Crystallization and melting behavior studies of un-nucleated and silica-nucleated isotactic polystyrene and isotactic poly(propylene oxide)

• Main Author: Kennedy, Mary A.
• Format: Others
• Language: en
• Published: McGill University 1988
• Subjects: Crystalline polymers; Crystallization; Silica; Plastic crystals > Growth
• Online Access: http://digitool.Library.McGill.CA:80/R/?func=dbin-jump-full&object_id=75765

The effect of silica on the crystallization and melting behavior of a highly isotactic, well characterized isotactic polystyrene (i-PS) have been investigated. The origins of the various endotherms obtained upon heating have been defined by partial scanning experiments and by a study of the effect of heating rate using differential scanning calorimetry (DSC). The presence of 1 part silica in 100 parts polymer (1 pph) decreases the maximum degree of crystallinity considerably but has a minimal effect on the rate of crystallization. Analysis by the Avrami method shows that the silica does not affect the overall rate of crystallization significantly. The decrease in the crystallinity indicates that silica affects the level of secondary crystallization, thus the crystal perfection. === The surface morphologies and growth rates of i-PS spherulites, as studied by photomicroscopy, were not affected by 1 pph of silica. The experimental data were fitted to a modified form of the Hoffman-Lauritzen equation. === The effect of silica on spherulite growth rates and surface morphologies of isotactic poly(propylene oxide) (i-PPO) have also been investigated by optical microscopy. Two distinct i-PPO samples of different molecular weights were used, each of which was highly isotactic.

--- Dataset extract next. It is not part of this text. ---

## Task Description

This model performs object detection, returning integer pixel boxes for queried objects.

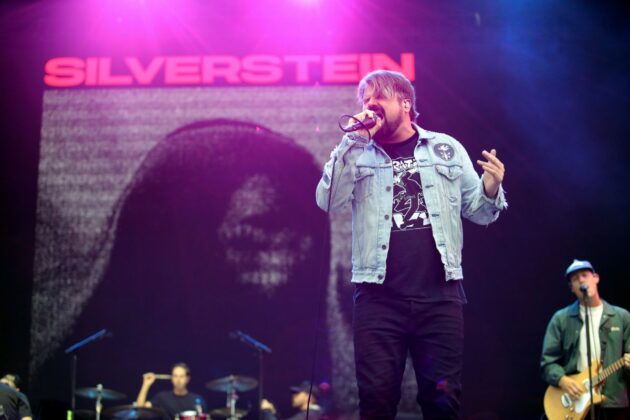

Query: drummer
[136,363,206,419]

The addition of silica has a pronounced effect on the morphology of the spherulites, producing dendritic type morphology. Upon step-crystallization, the spherulites exhibited mixed morphologies, i.e., fibrillar and ringed. Silica depresses the spherulite growth rates throughout the entire temperature range. The effects were more profound as the quantity of filler increased. The growth rate-temperature behavior was analysed in terms of the classical Hoffman-Lauritzen equation and a modified version to take into account the polymer-filler interaction.